Indulge me a little, I have a really compelling story.
If you had bought this unassuming 4 bedroom western Sydney home in February 2010 when it was on the market you would have paid $420,000. Thats fact.
If you had borrowed enough to cover the full purchase price, the stamp duty, legal fees and a little bit for sundries (so thats nothing out of your pocket now) and you had paid average interest rate, say 5.5% on the loan you would have paid around $24, 074 in interest, per year. (Interest rates actually dropped during this time)
If you had received $450 a week rent (the rental appraisal said $450 – $460 per week) each week, allowing for agents fees, insurance, rates and even two weeks vacant per year (pfft, as if, vacancy rates were so low there was NOTHING vacant that whole time) you would have earnt $18,490 in rent per year. (Rents went crazy during this time, we’ve assumed no growth.)
Ignoring depreciation, or any other tax benefit (deductible costs) you may have been entitled to (it was at that stage a 13 year old home).
The difference is $5583 per year, or $107 per week – and this does come out of your pocket (but read that line above again).
Fast forward to February 2015 and conservative estimates of its value according to onthehouse.com.au is: $556,600 to $626,600.
Erring on the conservative side –
$437,711 (the full price plus your costs in purchasing)
= near enough$119,000 profit, in 5 years, at the cost of $6,000 a year, tops. (read that line again too)
Allow for agents fees, allow for capital gains tax on an average income and in five years, you could have sold this home and pocketed $86,000 or near enough, at the cost of around about a hundred dollars a week – or one dinner out at a family restaurant.
How would it feel to take $86,000 straight off your own home loan? How long would you have to work to pay $86,000 off of your loan?

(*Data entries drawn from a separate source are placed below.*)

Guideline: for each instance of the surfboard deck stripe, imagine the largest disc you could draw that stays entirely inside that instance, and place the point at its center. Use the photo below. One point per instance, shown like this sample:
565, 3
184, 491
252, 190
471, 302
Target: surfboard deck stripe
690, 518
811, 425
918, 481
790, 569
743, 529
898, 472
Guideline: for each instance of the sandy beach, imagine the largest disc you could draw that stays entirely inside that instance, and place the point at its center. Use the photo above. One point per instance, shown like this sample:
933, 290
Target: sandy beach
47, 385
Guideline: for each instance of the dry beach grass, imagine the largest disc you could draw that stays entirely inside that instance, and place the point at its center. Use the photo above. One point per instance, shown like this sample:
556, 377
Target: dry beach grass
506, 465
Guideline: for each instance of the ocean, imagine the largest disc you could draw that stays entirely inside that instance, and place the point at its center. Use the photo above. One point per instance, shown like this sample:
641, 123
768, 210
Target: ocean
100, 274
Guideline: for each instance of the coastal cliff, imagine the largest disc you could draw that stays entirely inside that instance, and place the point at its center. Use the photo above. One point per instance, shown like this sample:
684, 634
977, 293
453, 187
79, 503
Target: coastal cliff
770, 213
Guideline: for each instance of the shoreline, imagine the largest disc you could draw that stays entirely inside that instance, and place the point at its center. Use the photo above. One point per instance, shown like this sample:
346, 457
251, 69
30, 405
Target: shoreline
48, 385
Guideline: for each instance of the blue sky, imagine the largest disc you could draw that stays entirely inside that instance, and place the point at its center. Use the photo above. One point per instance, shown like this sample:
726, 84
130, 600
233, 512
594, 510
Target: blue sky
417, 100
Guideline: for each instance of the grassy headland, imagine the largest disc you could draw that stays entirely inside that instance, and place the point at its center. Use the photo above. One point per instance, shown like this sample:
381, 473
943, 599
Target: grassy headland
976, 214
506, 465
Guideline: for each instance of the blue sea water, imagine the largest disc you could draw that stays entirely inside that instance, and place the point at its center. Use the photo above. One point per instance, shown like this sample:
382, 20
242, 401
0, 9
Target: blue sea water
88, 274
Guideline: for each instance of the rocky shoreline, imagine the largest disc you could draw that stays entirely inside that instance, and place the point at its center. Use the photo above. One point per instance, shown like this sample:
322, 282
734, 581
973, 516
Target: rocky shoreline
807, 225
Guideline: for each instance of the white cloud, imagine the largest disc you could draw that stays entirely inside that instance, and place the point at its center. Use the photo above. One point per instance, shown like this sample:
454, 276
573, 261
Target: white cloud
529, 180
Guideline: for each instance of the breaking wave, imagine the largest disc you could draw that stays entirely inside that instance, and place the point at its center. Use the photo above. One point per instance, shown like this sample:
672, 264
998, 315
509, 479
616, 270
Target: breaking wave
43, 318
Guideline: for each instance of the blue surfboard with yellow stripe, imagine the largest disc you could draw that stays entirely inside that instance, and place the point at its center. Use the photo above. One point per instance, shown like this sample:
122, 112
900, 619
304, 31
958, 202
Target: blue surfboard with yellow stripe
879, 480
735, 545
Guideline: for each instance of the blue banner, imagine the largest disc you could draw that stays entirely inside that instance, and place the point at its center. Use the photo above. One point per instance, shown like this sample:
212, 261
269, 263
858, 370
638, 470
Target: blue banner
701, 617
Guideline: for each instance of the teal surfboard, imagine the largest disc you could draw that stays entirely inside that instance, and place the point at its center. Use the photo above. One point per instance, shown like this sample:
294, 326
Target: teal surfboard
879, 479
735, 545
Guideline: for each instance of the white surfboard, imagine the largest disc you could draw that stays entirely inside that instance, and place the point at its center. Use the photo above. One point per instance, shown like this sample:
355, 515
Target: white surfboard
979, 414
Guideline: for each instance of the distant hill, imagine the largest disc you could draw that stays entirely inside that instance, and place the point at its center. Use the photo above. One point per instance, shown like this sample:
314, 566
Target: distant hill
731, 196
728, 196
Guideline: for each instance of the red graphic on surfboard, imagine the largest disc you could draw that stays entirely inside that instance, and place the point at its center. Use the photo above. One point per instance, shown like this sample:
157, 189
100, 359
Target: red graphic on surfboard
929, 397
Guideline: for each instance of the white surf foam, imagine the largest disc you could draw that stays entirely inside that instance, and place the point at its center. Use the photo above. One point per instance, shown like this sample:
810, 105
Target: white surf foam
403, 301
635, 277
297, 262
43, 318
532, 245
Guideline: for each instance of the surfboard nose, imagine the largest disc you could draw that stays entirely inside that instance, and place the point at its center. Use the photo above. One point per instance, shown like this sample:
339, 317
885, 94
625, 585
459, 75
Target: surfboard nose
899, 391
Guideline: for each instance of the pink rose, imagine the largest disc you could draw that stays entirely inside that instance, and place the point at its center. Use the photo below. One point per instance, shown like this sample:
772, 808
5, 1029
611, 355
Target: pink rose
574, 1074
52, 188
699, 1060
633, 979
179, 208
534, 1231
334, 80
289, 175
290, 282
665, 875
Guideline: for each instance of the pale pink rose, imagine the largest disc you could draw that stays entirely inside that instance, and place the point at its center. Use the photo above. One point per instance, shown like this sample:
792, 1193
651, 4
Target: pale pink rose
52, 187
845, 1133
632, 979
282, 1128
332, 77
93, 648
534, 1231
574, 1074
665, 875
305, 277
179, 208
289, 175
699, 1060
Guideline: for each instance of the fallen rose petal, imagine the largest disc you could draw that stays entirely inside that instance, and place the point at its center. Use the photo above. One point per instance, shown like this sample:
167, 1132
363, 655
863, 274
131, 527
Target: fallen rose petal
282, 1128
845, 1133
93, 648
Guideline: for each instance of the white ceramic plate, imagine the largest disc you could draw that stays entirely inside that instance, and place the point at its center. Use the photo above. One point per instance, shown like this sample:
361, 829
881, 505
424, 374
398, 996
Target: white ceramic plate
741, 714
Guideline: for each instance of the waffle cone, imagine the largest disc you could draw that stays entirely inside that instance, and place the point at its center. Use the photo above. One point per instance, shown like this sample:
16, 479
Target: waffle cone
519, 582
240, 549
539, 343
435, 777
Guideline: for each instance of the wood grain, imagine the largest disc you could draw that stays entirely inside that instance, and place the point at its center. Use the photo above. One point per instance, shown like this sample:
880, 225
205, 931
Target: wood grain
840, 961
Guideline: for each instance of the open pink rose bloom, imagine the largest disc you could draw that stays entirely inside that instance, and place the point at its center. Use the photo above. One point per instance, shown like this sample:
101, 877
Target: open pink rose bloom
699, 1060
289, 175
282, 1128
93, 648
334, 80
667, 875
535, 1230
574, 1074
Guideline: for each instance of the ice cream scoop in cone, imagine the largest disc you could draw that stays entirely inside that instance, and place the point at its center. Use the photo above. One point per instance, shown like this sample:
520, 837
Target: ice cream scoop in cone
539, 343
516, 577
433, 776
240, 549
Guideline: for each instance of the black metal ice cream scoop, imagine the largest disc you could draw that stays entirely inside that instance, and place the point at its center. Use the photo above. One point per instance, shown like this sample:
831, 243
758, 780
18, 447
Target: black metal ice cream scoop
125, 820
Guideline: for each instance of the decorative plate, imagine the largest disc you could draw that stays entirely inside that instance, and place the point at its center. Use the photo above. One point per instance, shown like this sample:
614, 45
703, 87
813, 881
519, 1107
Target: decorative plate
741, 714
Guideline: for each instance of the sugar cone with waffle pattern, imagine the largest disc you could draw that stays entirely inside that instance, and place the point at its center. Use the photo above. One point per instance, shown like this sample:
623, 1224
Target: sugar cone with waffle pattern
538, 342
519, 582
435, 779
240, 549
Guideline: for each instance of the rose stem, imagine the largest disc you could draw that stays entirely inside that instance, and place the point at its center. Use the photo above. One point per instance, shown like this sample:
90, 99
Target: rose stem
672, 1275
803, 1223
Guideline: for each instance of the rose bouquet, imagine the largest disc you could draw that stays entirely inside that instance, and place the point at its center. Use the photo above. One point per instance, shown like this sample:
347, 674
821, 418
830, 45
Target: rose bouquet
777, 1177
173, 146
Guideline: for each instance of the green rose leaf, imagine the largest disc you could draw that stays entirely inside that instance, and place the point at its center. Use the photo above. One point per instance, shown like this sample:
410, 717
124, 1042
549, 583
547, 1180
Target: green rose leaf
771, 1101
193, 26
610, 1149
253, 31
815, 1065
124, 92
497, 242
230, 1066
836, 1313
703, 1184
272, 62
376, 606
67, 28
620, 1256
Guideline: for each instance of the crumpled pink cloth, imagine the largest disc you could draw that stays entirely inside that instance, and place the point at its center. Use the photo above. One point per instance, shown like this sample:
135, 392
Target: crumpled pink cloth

I actually know that a similar home in the same street just sold for closer to the higher estimate – so thats $142,000 coming off your home loan – for the average loan that is HALVING the loan immediately.
Thats why you invest in property.
(Full disclosure, I know these facts intimately because in fact this was my home: built in 1997 at a cost of $170,000 and sold in 2010 for $420,000 and I can give you any of a thousand excuses I feed myself for selling back then instead of holding onto it at any cost, but when I read these numbers there is a tear in my eye; lesson learnt. I’m also preying my husband doesn’t read this post.)